Para o público brasileiro, o caso chama atenção por envolver uma das camisas mais tradicionais do futebol mundial e por mostrar como resultados esportivos afetam diretamente as contas de uma federação. Em um ambiente em que seleções e confederações dependem cada vez mais de patrocínio, direitos comerciais e exposição internacional, derrotas desse porte têm reflexos que vão além do campo.

A reportagem ainda observa que os italianos poderiam ter encontrado um grupo considerado relativamente acessível, com Canadá, Catar e Suíça.
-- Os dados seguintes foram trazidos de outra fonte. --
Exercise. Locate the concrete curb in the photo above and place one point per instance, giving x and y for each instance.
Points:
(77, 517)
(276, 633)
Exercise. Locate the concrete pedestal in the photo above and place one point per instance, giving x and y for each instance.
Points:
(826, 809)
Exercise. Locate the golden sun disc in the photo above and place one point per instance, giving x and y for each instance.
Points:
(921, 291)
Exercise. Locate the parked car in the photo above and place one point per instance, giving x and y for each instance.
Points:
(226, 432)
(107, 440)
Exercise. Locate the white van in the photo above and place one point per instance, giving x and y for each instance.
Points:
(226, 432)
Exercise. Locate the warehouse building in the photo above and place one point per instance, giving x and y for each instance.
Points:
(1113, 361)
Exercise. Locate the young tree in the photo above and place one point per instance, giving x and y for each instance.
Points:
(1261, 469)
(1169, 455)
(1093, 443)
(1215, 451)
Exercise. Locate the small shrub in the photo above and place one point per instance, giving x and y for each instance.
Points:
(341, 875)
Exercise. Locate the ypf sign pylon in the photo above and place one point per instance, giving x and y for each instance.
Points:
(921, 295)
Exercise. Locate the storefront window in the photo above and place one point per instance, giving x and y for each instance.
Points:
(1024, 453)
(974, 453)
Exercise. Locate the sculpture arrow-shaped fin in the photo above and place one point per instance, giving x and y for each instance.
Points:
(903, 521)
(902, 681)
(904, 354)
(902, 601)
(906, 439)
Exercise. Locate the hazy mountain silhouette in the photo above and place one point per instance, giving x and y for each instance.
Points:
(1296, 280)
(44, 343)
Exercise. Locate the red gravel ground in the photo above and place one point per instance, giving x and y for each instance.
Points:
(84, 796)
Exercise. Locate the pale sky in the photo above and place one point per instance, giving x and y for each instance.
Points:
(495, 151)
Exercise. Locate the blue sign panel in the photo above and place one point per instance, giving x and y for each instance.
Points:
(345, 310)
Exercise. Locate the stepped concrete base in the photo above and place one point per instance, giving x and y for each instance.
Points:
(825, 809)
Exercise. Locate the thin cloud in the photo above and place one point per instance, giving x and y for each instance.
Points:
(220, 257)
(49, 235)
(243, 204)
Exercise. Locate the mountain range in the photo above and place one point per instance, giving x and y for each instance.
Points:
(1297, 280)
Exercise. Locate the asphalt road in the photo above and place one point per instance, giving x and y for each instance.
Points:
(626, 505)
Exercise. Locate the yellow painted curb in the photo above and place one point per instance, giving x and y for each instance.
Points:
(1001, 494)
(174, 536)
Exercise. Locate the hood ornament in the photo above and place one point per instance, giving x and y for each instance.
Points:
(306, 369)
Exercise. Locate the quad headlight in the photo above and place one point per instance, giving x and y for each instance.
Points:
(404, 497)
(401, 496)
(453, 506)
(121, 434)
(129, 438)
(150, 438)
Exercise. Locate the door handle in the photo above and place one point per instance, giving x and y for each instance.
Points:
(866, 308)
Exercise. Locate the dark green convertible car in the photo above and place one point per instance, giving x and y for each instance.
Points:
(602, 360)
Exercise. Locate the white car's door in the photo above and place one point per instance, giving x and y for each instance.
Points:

Também é lembrado que, além dos dois primeiros colocados de cada chave, os oito melhores terceiros avançariam ao mata-mata, o que torna a eliminação ainda mais sentida sob a ótica esportiva e comercial.

Assim, a ausência da Itália no Mundial reúne dois efeitos imediatos: compromete receitas previstas pela federação e reforça a dimensão do fracasso esportivo apontado após a queda na repescagem europeia. A combinação desses fatores ajuda a explicar por que a estimativa de até 30 milhões de euros ganhou destaque no noticiário esportivo internacional.